Reviewed by Patrick Kavanagh-Sproull.
The last time I felt this giddy after a movie musical was Hairspray all the way back in 2007 and it’s no surprise that Adam Shankman’s remake of the 80s comedy is the closest parallel to this modern take on Annie. What differs this Annie from Hairspray, however, is that it brings with it a particular wit and buoyancy that fans of director Will Gluck’s previous efforts – Easy A and Friends with Benefits – will recognise. It’s got the Gluck watermark firmly stamped on it but as this is strictly family fare, Annie still allows itself scads of sugary but never cloying moments that are sure to warm the cockles of even the frostiest heart.
It was a film whose cast changed regularly (originally Will Smith’s daughter, Willow was lined up to star in the title role but she grew too old and subsequently dropped out; it’s still interesting to note Smith Sr. and wife Jada Pinkett Smith serve as producers) but finally the Annie mantle was passed to Quvenzhané Wallis who previously wowed in 2012’s Beasts of the Southern Wild. Wallis is incredible here: a cheeky, warm and natural talent, and her performance has whispers of her Beasts of the Southern Wild character, Hushpuppy as well as shades of Aileen Quinn’s enduring original incarnation of Annie. It is no wonder she received plaudits for her previous work and Annie is a step in the right direction for the young star’s burgeoning career. Hollywood, take note.
Despite selling itself as a contemporary update of a classic story, the plot of this new Annie remains awfully close to the source material bar some minor changes and it’s the casting that makes this adaption unique. Hiring Cameron Diaz as Miss Hannigan was an interesting choice, considering Diaz follows in the footsteps of Carol Burnett and Kathy Bates but here she portrays Miss Hannigan as Annie’s boozy, sleazy and washed-up foster mother with evident relish (“Hannigan’s my maiden name but I’m not married to it, if you get what I mean…”). Diaz is the comedy highlight of the whole film with some truly laugh-out-loud moments in the film’s first half.
Meanwhile, Jamie Foxx and Rose Byrne take on the roles of William Stacks and Grace Farrell, the billionaire mayoral candidate that takes in Annie to boost his popularity – and his brilliant PA respectively. Rose Byrne is marvellous and utterly convincing as the only woman in Annie’s life to display love and affection towards her. Foxx, too, is good, giving a nicely layered performance as he transforms Stacks from an antisocial workaholic to a caring family man. In addition, Blue Jasmine’s Bobby Cannavale is slightly underused but still strong in the role of Stacks’ guileful political advisor, Guy.

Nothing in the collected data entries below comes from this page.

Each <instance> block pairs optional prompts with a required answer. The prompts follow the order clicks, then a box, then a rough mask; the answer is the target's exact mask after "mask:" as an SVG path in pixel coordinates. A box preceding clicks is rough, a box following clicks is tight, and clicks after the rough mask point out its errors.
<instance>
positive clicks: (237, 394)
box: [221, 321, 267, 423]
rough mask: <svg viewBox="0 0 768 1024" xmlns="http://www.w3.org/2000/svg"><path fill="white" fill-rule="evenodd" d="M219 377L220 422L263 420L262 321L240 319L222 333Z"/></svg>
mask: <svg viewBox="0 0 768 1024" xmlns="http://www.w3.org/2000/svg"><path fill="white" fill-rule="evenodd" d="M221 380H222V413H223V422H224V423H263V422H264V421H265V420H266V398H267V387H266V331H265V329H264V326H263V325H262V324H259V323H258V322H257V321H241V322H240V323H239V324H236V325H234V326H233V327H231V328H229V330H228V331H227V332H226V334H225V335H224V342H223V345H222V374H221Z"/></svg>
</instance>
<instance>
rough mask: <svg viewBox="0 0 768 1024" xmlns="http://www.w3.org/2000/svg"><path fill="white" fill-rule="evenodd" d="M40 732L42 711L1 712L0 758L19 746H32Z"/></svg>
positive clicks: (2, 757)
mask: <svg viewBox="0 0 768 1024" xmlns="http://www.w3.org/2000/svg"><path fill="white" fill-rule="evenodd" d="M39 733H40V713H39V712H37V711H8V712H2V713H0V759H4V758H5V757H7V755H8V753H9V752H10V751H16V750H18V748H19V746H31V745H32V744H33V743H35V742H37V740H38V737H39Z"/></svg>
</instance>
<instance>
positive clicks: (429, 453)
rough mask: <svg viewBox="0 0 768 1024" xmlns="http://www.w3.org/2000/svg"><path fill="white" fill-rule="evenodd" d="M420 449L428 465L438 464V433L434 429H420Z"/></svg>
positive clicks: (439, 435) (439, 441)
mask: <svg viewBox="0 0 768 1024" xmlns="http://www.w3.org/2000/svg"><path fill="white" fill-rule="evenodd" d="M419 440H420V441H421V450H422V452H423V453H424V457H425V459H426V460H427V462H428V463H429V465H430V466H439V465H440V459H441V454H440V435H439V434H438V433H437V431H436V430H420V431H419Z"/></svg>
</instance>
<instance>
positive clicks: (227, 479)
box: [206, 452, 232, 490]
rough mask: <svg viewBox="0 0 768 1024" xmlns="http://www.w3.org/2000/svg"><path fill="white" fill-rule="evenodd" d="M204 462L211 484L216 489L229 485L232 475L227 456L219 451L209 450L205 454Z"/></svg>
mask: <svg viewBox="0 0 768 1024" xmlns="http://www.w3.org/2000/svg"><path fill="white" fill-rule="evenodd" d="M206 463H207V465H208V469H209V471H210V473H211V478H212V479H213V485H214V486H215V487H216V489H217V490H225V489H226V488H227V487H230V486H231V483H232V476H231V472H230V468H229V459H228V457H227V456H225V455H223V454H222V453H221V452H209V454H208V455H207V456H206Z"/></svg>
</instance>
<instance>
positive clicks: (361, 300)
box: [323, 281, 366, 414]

If you can’t identify Annie by name then, surely, the songs will jog your memory. The likes of “Tomorrow” and “It’s the Hard Knock Life” are timeless classics, remembered by generations and so the music is, undoubtedly, one of most heavily scrutinised aspects of the new Annie. This correspondent is thrilled to report that the soundtrack has not suffered in the remake process. “It’s the Hard Knock Life” has an added pop beat to it that has turned it into a deliriously catchy tune, establishing it as an earworm you’ll be humming all through Christmastime. “Tomorrow” works better on a stylistic level than musically with some cracking visuals as Annie warbles through New York’s backstreets, and “I Think I’m Gonna Like It Here” is fast and fun (even if it does have a whiff of autotune about it) as Annie adjusts to Stacks’ ultra-modern ‘smart’ house.
In essence, Annie works because it doesn’t take itself too seriously with Gluck inserting some delightfully fond jabs at the original (“What is a hard knock life?”) and a smattering of hilarious lines and visual gags (see if you can spot the brilliant in-joke in the opening scene). Overall, Annie carries itself with the same sharp, breezy energy that Easy A did and it pays dividends to what could have been yet another ‘why bother?’ remake.
To conclude, Annie is a spirited, quirky contemporary adaptation of a classic musical that’s brought to life by a charming central performance by Quvenzhané Wallis and some outstanding musical numbers. Despite the recent Sony Pictures Entertainment leak and the unfortunate critical mauling it has been receiving, I hope it does well; it’s a richly enjoyable Christmas treat.